The first was with our eldest, Joe, on an outbound flight from Manchester. He was sitting on my knee for the journey and all was going marvellously until we’d just done the looking-out-of-the-window-at-the-Channel-Islands bit. Then the pilot announced he’d found an issue with the plane and we were turning back to Gatwick. There was, err, a certain level of increased anxiety aboard that flight! We circled Gatwick for a further 90 minutes, burning off excess fuel, before landing. I think the sight of the fire engines haring up the side of the runway alongside the plane will haunt me somewhat for many years to come!
Then we sat on the plane. For four hours. In the sunshine. We couldn’t get off. The power was turned off, so there was no air-conditioning, food or drinks. Joe was remarkable. As the queue for the toilets got longer and longer we changed his nappy in the aisle of the plane, apologising profusely to the surrounding passengers. Stripped down to his nappy and vest he sat and read the same books over and over, talked to the people around us and then fell asleep! 11 hours after we’d taken off the first time, we eventually landed in Tenerife – on the same plane that they had fixed while we’d all sat there – and he slept all the way to the hotel and went straight down in the cot in the early hours of the morning.
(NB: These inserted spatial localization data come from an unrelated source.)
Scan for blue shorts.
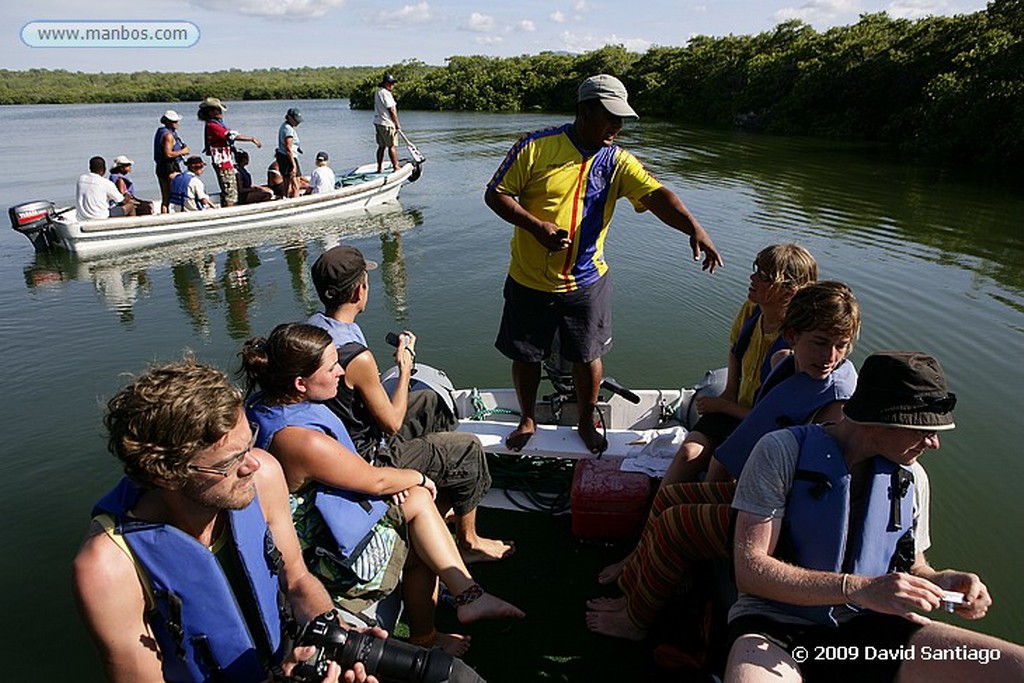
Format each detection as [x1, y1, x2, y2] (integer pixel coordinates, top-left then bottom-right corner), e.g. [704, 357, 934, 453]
[495, 274, 612, 364]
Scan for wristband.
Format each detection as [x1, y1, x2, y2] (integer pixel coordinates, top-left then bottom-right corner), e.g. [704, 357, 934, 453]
[419, 472, 427, 487]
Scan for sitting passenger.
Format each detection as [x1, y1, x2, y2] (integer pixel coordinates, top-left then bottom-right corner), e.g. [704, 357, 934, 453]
[76, 155, 137, 221]
[666, 243, 819, 484]
[596, 244, 818, 587]
[587, 281, 860, 642]
[239, 323, 524, 655]
[725, 352, 1024, 682]
[109, 156, 153, 215]
[267, 159, 307, 198]
[307, 150, 337, 194]
[235, 150, 274, 204]
[169, 156, 216, 212]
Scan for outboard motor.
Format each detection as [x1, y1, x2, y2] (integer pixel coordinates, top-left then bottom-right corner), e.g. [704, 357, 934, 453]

I think it’s safe to say that he fared much better than many of the other passengers!
The second incident involves our youngest, Ben, at around the same age. Returning from Tenerife this time we found that our flight was delayed by four hours. Ben’s something of a different character to his laid-back older brother. He has a love-hate relationship with sleep (like his mother!). Catch him at the right time and he’ll crash out for eight lovely hours. Go ten minutes passed this time and he turns into the most irrational and unreasonable being on the planet – a lovely trait he has inherited from me – with a hatred of anything soothing or sleep-inducing.
Four mind-numbing hours roaming around Tenerife airport should have been enough to tire him out. So we got on the plane in blissful ignorance of what was about to happen. An hour into the flight he went into total overdrive. Half an hour later and he started screaming. No amount of milk, jiggling up and down or pacing the aisle made any difference. Dummies were thrown, backs were arched and I experienced the terrifying volume of my younger son’s lungs for 90 hellish minutes. There was literally nothing that made any difference.
At this point the plane divided into two clear camps. The pitying looks of those with small children and the obvious grandparents with the been-there-so-glad-it’s-not-me look and the pre-child couples and girlie holiday groups with their DO-something-with-that-child glares.
Standing in that aisle I prayed to all the parenting gods as I struggled in vain to settle Ben. With me close to tears my husband took over too. Neither of us got anywhere at all. Swapping our smaller child between us, we all got hotter and more stressed as he flailed around our row of three seats. Finally he gave in. Three quarters of the way through the flight and he final crashed out.
As I sank into my cramped seat, head in hands, a hand appeared through the gap in the seats in front. The lady on the row ahead of us (with two immaculately behaved small girls of her own) passed me a copy of ‘Hello’ and a glass of wine and said ‘We’ve all been there love – I think you need a bit of a break now, don’t you?’
The moral of this story is, no matter how carefully you plan and how many amazing treats you stock up on, sometimes it all goes horribly wrong. All you can do is your best. Kindness is still there in people you’ve never met before. And there’s the knowledge that one day, all those pre-child people on that flight will experience the same thing. Maybe then they’ll remember with sympathy the slightly-sunburnt, crazy-eyed mother with the screaming son on that long flight home from Tenerife.